MELBOURNE (Australia) – The Australian government has introduced a new aviation rule on Monday that requires its airlines to have two crew members in the cockpit at all times as a safety precaution following the Germanwings crash that killed 150 passengers and crew last week.

Australian Deputy Prime Minister Warren Truss said the mandatory “rule of two”, which means a flight attendant must stand in whenever the pilot or co-pilot leaves the cockpit, would be effective immediately.

“The airlines will be acting immediately to implement this change and we’d expect to see this policy in place within hours on our major airlines,” Truss told reporters in Melbourne.

Truss consulted with the airlines to ensure the change would not open up other potential safety concerns. He said the government and the aviation regulator, the Civil Aviation Safety Authority (CASA), were considering other changes to improve cockpit security.

Mental illness is believed to have played a part in the Germanwings crash. German authorities said they had found torn-up sick notes showing that co-pilot Andreas Lubitz, 27, was suffering from an illness that should have grounded him on the day of the crash.

Australian pilots are subject to annual medical reviews, including a psychiatric assessment.

“There is a need to balance the fact that people with proper treatment can recover from mental illness and be able to undertake normal careers with the critical priority of ensuring that aircraft are always safe,” Truss said.

The rule will apply to all domestic and international flights by Australian operators carrying 50 or more passengers.
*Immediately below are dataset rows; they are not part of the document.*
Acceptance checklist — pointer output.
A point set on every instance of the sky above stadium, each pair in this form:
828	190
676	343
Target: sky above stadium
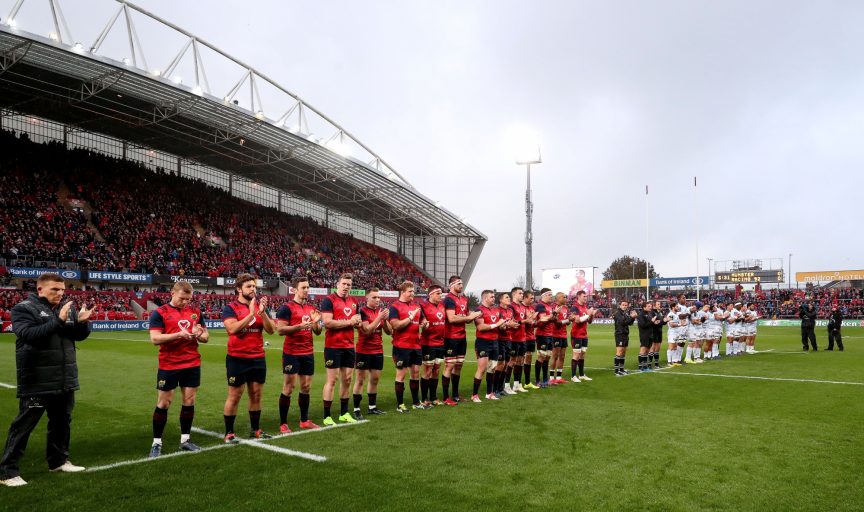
763	101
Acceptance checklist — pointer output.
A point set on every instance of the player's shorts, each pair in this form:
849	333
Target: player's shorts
292	365
407	357
432	355
544	343
503	350
369	361
455	349
241	370
486	348
579	343
517	349
166	380
339	358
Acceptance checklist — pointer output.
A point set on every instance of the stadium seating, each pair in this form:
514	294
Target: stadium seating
130	218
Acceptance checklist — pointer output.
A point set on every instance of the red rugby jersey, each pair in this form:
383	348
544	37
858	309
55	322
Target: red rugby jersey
459	305
408	337
580	330
433	335
370	343
544	328
180	353
298	343
249	342
342	309
490	316
517	335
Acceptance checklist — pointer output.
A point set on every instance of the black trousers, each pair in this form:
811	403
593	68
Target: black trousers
30	410
834	335
808	333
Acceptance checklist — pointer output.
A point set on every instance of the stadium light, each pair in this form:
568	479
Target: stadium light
529	210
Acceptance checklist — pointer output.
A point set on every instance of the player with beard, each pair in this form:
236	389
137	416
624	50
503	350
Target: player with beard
406	320
432	345
370	351
581	316
530	337
455	341
298	321
545	324
340	317
245	318
177	328
517	343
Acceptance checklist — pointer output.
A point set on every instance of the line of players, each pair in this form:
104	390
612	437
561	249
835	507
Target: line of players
510	329
699	328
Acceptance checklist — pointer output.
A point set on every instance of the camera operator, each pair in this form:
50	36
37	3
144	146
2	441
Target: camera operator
46	333
835	322
807	313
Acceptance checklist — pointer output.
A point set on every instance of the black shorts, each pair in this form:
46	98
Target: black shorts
431	354
241	370
339	358
166	380
407	357
369	362
455	347
544	343
579	343
292	365
486	348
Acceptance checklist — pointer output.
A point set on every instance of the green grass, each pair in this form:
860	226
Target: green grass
643	442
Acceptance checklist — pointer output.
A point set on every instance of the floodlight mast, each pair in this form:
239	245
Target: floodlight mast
529	210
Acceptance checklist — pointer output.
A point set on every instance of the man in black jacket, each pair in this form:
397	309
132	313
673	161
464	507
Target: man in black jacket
646	322
47	374
623	320
807	314
835	322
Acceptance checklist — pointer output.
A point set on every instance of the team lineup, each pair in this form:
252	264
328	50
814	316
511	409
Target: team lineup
428	342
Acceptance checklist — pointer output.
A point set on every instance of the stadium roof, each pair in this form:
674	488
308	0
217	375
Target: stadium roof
57	78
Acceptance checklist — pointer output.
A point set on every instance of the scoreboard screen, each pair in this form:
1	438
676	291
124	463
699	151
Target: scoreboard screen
749	276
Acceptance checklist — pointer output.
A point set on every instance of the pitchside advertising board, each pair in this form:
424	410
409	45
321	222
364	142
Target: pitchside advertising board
569	280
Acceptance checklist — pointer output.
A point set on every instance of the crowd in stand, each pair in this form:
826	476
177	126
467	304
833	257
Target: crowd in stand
161	223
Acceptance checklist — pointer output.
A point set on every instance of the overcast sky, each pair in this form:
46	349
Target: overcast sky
763	101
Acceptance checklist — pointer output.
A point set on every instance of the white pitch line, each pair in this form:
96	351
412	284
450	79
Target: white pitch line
148	459
767	378
264	446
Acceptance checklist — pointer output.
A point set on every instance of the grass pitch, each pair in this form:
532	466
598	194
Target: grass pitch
786	437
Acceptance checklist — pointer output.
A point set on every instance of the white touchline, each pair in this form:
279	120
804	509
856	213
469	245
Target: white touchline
766	378
265	446
148	459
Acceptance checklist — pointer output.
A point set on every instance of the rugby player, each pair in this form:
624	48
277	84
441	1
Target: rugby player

The carriers include Qantas, Jetstar, Virgin Australia and TigerairAustralia.

The ruling comes into effect immediately, and applies to all domestic and international passenger planes carrying 50 people or more.

It follows the Germanwings plane crash last week, which investigators believe was caused deliberately by the co-pilot after locking the pilot out of the cockpit.

 U.S. airlines had the rule in place before the Germanwings crash, in which investigators believe the co-pilot locked out the captain when he visited the toilet and deliberately steered the plane into the French Alps.

Regulators in Canada and New Zealand introduced the rule within 24 hours of the Germanwings crash and the European aviation authority has also recommended the change.